With the help of auditing, you can measure the effectiveness of the corporate password manager. A software vendor that lets you view the internal code shows that they have complete transparency and have nothing to hide.

In addition to this, the password manager should conduct regular audits to see which passwords have become old and which services share the same password. These passwords need to be updated. An advanced password manager will ask you to replace old passwords with new ones.

TIP #7 — Test the SSL quality

Advanced corporate password management tools use Secure Sockets Layer (SSL). The SSL transfers data securely between the client and the server. Passwork uses SSL along with AES-256 bit encryption and RSA handshake to ensure your data is encrypted according to the highest standards.

There are several online tools to check if there are any potential issues with the SSL quality of the password manager. With tools such as SSL Labs and SSL Checker, you can find out if the SSL certificates of the password manager are valid.

TIP #8 — Get a FLEXIBLE solution

A good corporate password manager will work on all major platforms. While some password managers only work on web-based browsers, an advanced password management tool will keep your accounts secure, no matter where you log in from. Passwork has a web version that you can use on a PC or a Mac. It also has mobile versions for iOS and Android.

And it has browser plugins for Chrome and Firefox as well. So no matter where you are or how you access your accounts, your passwords are always safe.

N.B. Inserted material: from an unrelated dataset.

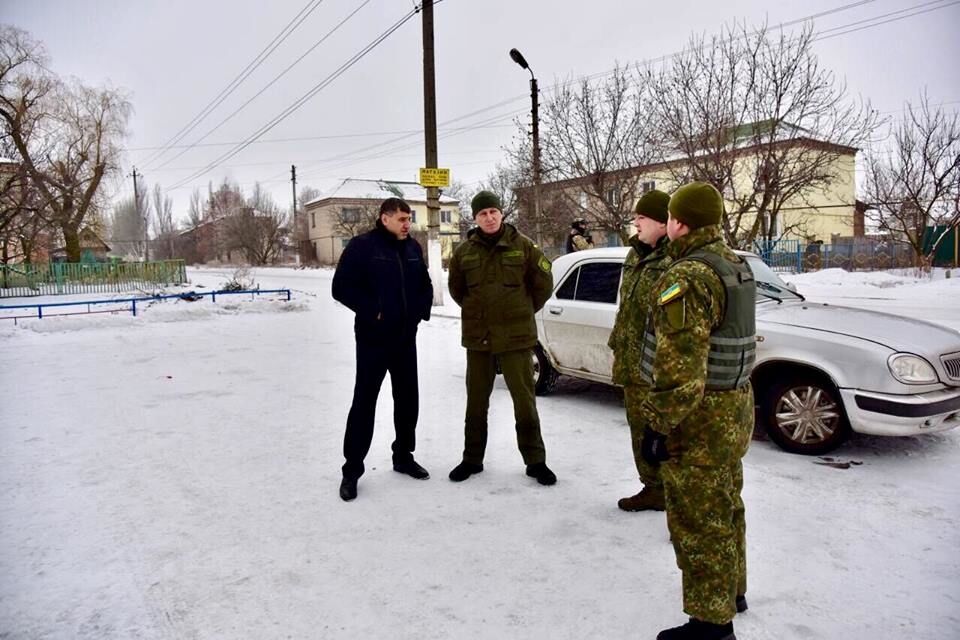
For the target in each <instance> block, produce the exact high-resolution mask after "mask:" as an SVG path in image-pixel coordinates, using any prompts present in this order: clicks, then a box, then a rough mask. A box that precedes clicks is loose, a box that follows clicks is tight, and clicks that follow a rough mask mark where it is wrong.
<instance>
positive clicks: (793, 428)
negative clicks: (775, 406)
mask: <svg viewBox="0 0 960 640" xmlns="http://www.w3.org/2000/svg"><path fill="white" fill-rule="evenodd" d="M774 415H775V418H776V422H777V429H779V430H780V432H781V433H783V435H784V436H786V437H787V438H789V439H790V440H792V441H793V442H796V443H797V444H819V443H821V442H825V441H827V440H829V439H830V438H832V437H833V435H834V434H835V433H836V432H837V429H838V428H839V427H840V410H839V407H838V406H837V403H836V402H834V401H833V400H832V399H831V397H830V394H828V393H827V392H826V391H824V390H823V389H822V388H820V387H814V386H805V387H794V388H792V389H788V390H787V391H786V392H785V393H784V394H783V395H782V396H780V399H779V400H778V401H777V406H776V410H775V412H774Z"/></svg>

If you use the same service on your laptop and mobile device, the password manager should be able to sync the passwords across various devices. For example, if you save the password for Facebook on your Chrome browser and later use your phone to open the Facebook app, it should automatically sync the passwords.

The Bottom Line

There are several corporate password managers out there. But make sure you choose the best one. If you find a password manager that satisfies all the criteria given above and is easily affordable, choose it to save your passwords.

However, make sure you don’t select a weak manager just to save a couple of bucks. Your enterprise passwords are extremely important so don’t compromise on quality. Hacking incidents have become rampant and you can save a lot of precious data just by spending a few dollars.

There’s a saying in the online world – if you get a product for free, you’re the product. Make the right choice and get the right software tool that keeps your company’s details safe. It doesn’t just make things easier for your employees but also keeps your precious details secure from prying eyes.